Sample size As this will be the feasibility study to inform the design of the future
definitive RCT, a target sample of 20 youth participants will be recruited for estimation of
the intended variables.
Statistics and data analysis Quantitative data will be analyzed using SPSS version 22.0 for
Windows.
Quantitative summaries regarding feasibility data will be presented in tables and will
include:
- number of potential participants referred
- number of participants assessed eligible, and assessed reason for non-eligibility
- attendance and retention rates Baseline data for participants will also be presented in
charts as well as any possible participant missing data (questionnaires and Actigraph).
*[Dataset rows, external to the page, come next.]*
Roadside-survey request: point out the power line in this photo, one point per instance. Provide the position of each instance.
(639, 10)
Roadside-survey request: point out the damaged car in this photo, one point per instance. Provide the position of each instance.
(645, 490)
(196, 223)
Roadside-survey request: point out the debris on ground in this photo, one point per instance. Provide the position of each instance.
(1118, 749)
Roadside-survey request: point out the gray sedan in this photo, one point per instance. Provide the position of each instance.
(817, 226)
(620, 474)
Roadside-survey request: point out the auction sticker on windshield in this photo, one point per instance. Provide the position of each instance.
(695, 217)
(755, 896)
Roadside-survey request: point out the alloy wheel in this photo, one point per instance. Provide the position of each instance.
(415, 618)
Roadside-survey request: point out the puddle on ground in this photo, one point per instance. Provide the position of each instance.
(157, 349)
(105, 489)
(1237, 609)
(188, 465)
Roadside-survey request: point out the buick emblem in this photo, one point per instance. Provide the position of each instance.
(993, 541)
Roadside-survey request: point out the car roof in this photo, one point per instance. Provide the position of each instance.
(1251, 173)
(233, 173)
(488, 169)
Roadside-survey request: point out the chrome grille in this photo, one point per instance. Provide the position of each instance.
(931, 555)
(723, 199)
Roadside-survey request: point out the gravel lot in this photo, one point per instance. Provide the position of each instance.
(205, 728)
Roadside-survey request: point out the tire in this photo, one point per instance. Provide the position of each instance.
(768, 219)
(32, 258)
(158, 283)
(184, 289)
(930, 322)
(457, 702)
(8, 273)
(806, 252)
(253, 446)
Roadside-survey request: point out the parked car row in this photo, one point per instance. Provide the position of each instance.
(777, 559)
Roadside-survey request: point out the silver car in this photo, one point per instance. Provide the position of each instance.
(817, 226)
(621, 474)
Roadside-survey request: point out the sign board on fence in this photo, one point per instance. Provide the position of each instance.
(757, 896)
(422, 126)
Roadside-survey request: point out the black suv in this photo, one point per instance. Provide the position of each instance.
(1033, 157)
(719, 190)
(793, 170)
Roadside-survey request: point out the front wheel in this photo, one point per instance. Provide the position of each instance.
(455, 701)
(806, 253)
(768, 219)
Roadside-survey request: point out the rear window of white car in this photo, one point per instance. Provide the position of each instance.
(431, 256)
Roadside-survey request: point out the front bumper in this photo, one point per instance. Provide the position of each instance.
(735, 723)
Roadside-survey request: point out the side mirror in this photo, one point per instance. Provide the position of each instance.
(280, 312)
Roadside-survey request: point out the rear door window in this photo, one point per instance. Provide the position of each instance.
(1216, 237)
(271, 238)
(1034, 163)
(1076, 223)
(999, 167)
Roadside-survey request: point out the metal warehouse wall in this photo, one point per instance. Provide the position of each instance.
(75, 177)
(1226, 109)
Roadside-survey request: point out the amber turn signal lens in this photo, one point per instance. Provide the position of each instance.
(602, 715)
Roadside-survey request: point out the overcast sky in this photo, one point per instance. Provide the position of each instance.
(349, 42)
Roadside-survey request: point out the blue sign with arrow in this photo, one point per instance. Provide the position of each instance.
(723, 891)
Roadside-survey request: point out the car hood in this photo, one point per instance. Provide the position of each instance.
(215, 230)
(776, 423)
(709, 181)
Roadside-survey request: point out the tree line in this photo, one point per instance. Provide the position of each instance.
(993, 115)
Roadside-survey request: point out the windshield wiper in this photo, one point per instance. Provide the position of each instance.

Descriptive data will use 95% confidence intervals (mean and standard deviations).
Baseline differences between groups (e.g. age, activity level, BMI, number of mental
health disorders and questionnaire outcomes) will be analysed using one-way ANOVA.
Nominal data (e.g. gender, ethnicity, social class, participation in school physical
activity) will be analysed using Chi-square analyses. However, as mentioned the
feasibility study is underpowered to detect any effects reliably. Thus, quantitative
feasibility outcomes will be interpreted only as feasibility and pilot data due to lack
of statistical power.
Qualitative interviews with participants, caregivers and referring specialists will be
analysed utilizing thematic analysis. Accordingly, the written interview data will be
reviewed for data familiarization; initial codes will be generated, followed by organizing
codes into themes, refining themes, and finally defining themes and sub-themes.